| NightAntilli said: What you said is basically true. If I recall correctly, the PS3 GPU has a slightly higher clock frequency than the X360 GPU (i thought 750MHz vs 700MHz). Since the Xenon on the X360 has the unified shader architecture, every lane can handle every single graphical calculation. It can actually also be programmed to calculate physics or specific tasks, but was mainly build for graphical calculation (of course..) So you basically give it work, and it does it. The PS3 GPU however can only calculate specific tasks in specific lanes, which means, almost always some of the lanes have nothing to do, while others are being overthrown. This is the drawback of the PS3 GPU, but it can be helped with the SPE's of the cell. But since this is about the GPUs themselves and not the whole system, on average I think the PS3 GPU has an average efficiency of about 50-60% (if you program a game really well it might reach 70%) while the X360 GPU has about 90+% efficiency at all times. Besides this, the memory also plays a role. The X360 GPU shares its memory with basically the whole system. So if the GPU needs 350MB for example, they can program it that way. For the PS3 however, it's stuck with 256MB because of the split memory, and this limits the GPU. So yes, the GPU on the X360 is superior to the PS3 GPU in every single way. |
I think it's actually 550 MHz for the RSX and 500 MHz for the Xenos.
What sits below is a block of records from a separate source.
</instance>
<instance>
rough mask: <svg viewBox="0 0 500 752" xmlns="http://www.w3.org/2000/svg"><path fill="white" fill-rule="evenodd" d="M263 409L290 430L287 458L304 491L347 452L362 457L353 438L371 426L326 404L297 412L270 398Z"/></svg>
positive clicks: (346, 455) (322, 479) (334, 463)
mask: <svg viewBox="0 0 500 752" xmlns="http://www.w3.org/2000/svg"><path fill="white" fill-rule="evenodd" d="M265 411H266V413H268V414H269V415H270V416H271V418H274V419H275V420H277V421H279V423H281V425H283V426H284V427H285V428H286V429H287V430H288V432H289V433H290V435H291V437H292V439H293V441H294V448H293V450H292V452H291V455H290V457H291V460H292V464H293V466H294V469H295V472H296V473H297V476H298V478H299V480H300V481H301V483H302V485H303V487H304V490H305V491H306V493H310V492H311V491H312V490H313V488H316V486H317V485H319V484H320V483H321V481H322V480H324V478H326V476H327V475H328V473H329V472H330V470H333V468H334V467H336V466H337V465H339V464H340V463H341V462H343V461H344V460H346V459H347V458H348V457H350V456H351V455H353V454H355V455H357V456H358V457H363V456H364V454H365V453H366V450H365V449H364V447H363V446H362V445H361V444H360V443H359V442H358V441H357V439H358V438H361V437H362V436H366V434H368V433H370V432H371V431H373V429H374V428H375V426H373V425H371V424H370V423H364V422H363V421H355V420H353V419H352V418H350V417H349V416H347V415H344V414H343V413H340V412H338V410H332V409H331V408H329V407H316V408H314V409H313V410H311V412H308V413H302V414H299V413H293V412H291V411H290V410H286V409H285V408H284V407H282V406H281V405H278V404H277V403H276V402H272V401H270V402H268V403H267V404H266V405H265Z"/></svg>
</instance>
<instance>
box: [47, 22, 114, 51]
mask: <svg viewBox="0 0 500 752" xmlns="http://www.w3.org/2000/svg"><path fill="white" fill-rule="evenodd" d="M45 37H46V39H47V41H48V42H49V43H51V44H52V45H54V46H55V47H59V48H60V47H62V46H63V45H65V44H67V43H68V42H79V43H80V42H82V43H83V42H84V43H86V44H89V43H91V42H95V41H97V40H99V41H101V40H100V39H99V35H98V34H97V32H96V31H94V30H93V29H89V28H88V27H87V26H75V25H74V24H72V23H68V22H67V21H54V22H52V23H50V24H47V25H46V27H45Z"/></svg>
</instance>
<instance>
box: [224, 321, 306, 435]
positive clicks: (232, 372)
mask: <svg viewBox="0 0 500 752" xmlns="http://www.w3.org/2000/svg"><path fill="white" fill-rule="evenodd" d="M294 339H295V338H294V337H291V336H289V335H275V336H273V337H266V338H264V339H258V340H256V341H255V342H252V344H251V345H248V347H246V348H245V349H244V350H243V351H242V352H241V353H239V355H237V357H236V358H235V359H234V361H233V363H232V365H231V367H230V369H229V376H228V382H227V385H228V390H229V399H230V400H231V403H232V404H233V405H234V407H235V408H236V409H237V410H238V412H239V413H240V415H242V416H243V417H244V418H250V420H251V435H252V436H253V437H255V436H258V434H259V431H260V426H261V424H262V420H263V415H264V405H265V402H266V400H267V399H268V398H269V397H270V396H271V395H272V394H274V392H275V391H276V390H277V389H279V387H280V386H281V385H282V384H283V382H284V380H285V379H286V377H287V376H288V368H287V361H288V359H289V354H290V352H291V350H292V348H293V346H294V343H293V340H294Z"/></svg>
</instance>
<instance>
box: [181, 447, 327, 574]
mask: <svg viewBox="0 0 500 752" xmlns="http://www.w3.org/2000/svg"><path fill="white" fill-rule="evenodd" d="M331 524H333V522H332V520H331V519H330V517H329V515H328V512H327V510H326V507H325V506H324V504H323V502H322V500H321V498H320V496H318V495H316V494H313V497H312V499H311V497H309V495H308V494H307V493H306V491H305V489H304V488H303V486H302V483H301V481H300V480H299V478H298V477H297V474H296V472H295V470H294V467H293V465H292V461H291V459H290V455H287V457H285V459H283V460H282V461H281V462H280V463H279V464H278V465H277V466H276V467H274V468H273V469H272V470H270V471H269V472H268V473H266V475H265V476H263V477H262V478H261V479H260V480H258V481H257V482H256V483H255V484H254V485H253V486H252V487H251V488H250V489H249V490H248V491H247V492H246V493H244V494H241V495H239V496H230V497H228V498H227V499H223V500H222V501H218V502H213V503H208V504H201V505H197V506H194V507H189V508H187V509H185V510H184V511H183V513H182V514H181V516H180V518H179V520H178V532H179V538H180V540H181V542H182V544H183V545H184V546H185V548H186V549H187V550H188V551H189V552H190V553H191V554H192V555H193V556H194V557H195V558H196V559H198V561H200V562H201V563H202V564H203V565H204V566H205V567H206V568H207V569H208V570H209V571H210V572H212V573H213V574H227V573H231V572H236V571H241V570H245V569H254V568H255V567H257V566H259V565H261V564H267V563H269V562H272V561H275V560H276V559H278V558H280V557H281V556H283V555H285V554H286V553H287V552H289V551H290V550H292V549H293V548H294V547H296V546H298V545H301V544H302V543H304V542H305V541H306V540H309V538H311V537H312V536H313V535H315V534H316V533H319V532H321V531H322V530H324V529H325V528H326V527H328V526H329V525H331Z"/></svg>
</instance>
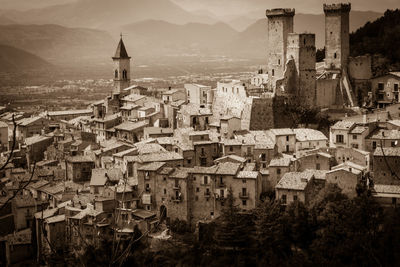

As for the memory used by the two GPU's I think that'd really depend on what's happening on screen and what needs more memory at any given moment. As Jo21 pointed out, the PS3's GPU memory isn't ordinary. I don't know what makes it so different but if anyone has any links on the subject I'd like to take a look. :)
Thanks for the reply Jo21. Any idea on how much of an actual affect in terms of performance that offloading processing to the SPU's has to general performance?
Edit: Also, the 360 has extremely high speed EDRAM (10 MB) that is used as a means for "free" 2xAA without any performance hit on the CPU or the GPU. I recall reading a forum post about why Killzone 2 looks as it does (a "forced" art style) and the thread creator was very knowledgable on this kind of stuff. Anyone know which one I'm talking about? I can't remember his/her username. Anyways, they mentioned a processing technique that uses this extra 10 MB for something or other. Anyone have any idea about what this is?